Stavrakis admitted that “the EU gave warnings to every country, but each country can give grants as it sees fit: This is how we will build social justice.”
He went on to say that the pillars of Christofias’ policy – solving the Cyprus problem and creating a fairer society – were “well received” by the EU officials.
The Finance Minister also emphasised that making Cyprus an international monetary centre was a priority for his government.
His vision was that, “Cyprus can become the Singapore of the Middle East, an international financial centre which will attract investment and create job opportunities for our country.”
“We want to attract offshore companies: Cyprus has the lowest taxation in Europe, a good workforce, and maintains good relations with key countries such as Russia and India.
“We need to contact lawyers and accountants as well as foreign investors and multinational companies to achieve this,” he said, pledging his own personal input to this effort.
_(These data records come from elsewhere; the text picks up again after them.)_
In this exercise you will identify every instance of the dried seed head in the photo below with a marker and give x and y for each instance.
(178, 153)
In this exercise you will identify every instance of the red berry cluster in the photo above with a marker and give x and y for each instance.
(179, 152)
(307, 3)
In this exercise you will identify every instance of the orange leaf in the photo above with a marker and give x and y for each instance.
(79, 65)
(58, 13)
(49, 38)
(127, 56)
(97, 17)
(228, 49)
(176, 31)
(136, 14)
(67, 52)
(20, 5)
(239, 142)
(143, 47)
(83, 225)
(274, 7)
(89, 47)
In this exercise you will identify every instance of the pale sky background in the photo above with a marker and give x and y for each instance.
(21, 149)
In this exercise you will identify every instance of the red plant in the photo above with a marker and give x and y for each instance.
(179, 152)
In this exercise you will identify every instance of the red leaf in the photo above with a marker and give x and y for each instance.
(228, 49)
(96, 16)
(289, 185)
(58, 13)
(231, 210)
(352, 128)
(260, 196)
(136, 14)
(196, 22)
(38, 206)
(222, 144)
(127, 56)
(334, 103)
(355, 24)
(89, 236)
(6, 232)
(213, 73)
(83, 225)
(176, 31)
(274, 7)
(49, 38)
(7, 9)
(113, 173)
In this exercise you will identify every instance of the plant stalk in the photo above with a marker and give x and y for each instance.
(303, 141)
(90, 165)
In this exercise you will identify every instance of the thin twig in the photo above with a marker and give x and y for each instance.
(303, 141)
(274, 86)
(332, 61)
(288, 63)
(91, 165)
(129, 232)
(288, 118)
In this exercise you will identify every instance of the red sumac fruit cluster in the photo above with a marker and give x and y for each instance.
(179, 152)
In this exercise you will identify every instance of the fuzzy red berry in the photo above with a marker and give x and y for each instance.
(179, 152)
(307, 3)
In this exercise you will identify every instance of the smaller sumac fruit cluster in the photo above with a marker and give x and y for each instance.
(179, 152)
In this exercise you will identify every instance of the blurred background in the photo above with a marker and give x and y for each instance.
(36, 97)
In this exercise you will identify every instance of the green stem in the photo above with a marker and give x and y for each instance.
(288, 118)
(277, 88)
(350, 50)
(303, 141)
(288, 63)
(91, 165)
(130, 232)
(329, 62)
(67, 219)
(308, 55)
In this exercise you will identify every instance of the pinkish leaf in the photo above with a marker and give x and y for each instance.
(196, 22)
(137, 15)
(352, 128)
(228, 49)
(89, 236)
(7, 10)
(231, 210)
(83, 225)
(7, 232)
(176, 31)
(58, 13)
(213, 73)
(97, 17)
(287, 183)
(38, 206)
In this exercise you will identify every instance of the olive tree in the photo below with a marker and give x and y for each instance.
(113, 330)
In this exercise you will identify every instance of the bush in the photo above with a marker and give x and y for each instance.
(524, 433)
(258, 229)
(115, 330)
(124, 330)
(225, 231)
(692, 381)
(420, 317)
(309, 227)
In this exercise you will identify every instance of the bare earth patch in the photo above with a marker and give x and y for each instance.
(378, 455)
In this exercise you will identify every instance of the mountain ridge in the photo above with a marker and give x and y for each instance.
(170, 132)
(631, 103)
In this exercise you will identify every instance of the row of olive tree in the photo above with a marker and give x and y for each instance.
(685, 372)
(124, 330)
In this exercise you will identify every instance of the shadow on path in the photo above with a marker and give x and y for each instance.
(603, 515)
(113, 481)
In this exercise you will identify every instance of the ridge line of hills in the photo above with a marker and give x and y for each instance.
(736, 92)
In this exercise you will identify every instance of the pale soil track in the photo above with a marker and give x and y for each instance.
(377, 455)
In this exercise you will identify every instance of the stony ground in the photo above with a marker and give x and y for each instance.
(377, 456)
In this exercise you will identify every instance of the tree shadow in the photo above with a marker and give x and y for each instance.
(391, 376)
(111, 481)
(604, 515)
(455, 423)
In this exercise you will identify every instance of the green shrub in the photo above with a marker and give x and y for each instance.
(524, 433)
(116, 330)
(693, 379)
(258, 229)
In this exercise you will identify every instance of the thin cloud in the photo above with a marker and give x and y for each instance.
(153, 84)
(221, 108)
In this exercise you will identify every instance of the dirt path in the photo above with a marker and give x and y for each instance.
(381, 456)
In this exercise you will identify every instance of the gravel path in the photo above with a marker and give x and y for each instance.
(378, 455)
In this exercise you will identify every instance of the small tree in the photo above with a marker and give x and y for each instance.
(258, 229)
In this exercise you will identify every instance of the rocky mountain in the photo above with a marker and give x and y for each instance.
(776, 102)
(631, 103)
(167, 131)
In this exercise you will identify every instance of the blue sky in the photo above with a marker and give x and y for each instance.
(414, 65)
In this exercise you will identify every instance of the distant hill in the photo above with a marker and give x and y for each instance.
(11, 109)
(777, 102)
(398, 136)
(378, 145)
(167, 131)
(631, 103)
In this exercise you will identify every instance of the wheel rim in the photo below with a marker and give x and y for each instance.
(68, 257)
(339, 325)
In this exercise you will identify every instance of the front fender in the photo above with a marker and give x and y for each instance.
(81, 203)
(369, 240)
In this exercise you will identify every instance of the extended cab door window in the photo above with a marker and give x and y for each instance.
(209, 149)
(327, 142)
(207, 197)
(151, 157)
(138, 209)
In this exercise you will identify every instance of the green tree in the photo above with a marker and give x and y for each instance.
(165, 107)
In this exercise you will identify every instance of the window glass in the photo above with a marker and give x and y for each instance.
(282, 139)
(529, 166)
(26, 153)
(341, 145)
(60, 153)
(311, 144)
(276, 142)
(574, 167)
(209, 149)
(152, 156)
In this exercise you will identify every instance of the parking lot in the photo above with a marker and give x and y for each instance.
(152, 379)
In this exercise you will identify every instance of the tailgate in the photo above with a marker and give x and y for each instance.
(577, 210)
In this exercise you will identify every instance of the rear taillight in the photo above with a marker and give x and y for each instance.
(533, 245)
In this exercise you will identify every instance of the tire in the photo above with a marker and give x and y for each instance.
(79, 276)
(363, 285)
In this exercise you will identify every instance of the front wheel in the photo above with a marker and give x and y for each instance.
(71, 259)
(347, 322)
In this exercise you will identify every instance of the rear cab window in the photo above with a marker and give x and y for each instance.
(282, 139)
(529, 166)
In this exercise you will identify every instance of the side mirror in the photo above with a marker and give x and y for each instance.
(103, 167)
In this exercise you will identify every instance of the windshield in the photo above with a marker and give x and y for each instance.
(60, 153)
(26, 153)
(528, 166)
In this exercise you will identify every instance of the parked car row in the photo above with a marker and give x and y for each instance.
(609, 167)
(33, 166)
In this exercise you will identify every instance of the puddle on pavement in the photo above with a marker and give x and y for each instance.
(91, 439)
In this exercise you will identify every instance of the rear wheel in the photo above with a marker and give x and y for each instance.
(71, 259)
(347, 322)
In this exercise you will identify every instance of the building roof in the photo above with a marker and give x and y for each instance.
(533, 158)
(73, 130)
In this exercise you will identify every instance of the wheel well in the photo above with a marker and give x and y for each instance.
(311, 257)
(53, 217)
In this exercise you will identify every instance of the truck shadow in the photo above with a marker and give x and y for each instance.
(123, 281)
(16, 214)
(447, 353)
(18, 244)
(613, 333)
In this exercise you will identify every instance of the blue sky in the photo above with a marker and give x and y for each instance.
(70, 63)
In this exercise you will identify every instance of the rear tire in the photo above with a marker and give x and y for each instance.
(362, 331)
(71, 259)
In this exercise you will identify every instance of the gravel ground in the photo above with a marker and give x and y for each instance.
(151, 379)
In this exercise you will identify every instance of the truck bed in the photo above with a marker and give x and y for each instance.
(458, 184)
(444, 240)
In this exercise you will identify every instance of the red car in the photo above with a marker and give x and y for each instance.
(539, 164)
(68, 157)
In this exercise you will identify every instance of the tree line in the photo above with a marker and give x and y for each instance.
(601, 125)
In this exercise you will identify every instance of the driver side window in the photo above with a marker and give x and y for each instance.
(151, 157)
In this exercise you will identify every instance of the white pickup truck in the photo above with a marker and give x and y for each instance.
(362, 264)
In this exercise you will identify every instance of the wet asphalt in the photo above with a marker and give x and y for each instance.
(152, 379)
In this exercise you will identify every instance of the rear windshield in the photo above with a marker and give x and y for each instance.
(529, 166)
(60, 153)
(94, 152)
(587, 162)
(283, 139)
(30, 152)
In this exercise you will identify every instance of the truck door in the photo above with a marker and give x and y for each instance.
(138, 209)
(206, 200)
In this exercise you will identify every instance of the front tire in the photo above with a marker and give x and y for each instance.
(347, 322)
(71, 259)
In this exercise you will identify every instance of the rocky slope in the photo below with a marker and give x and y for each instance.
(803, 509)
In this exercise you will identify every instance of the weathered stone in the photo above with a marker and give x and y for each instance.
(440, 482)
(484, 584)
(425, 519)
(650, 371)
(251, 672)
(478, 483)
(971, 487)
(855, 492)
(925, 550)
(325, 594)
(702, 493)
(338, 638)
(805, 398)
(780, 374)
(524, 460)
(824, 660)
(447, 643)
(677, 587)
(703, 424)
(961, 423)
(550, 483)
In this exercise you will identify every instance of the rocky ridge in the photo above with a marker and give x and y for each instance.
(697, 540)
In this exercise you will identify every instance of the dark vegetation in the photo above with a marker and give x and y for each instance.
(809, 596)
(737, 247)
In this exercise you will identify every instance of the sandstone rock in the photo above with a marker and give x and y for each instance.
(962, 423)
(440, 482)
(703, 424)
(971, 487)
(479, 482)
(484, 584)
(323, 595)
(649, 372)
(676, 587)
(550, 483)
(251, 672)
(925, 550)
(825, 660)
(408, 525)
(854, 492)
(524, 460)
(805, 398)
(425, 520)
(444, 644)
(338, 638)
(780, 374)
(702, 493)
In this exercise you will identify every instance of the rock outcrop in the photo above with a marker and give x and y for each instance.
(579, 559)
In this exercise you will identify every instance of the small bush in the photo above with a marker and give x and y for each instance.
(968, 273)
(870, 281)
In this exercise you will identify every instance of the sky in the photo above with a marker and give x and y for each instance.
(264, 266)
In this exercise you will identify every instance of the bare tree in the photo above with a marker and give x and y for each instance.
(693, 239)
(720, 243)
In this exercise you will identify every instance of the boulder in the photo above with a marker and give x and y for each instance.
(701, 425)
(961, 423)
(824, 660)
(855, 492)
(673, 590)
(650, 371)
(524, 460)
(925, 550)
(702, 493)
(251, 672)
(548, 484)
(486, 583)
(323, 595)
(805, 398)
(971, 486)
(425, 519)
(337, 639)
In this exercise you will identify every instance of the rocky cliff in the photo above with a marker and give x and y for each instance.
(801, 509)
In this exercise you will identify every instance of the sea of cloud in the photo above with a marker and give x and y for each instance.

Last week, following the change of government and the release of the Bank of Cyprus (BoC) annual report, the Cyprus Stock Exchange (CSE) general index plummeted 9.7% to its lowest level in six months.
Stavrakis attributed the CSE losses to “external factors”, unrelated to the election of the new government with which they coincided.
Nonetheless, inflation forecasts for 2008 are not encouraging for the economy.
According to Finance Ministry data, inflation for 2008 is expected to reach between 2.5 and 2.75%, compared to 2.4% last year.
Central Bank Governor Athanasios Orphanides has repeatedly issued warnings that fiscal restraint was needed as long as the economy continued to face inflationary pressures and has highlighted the need to curb prices as even more acute
Stavrakis said that international events such as the rise in oil prices, the increase in prices of primary sources and the fact that financing sectors of banks have been overactive, have all contributed to inflation.
He advocated that “we should approach the matter spherically, and determine a public deficit policy that is sensitive to the commitments we have made to our partners in the EU.”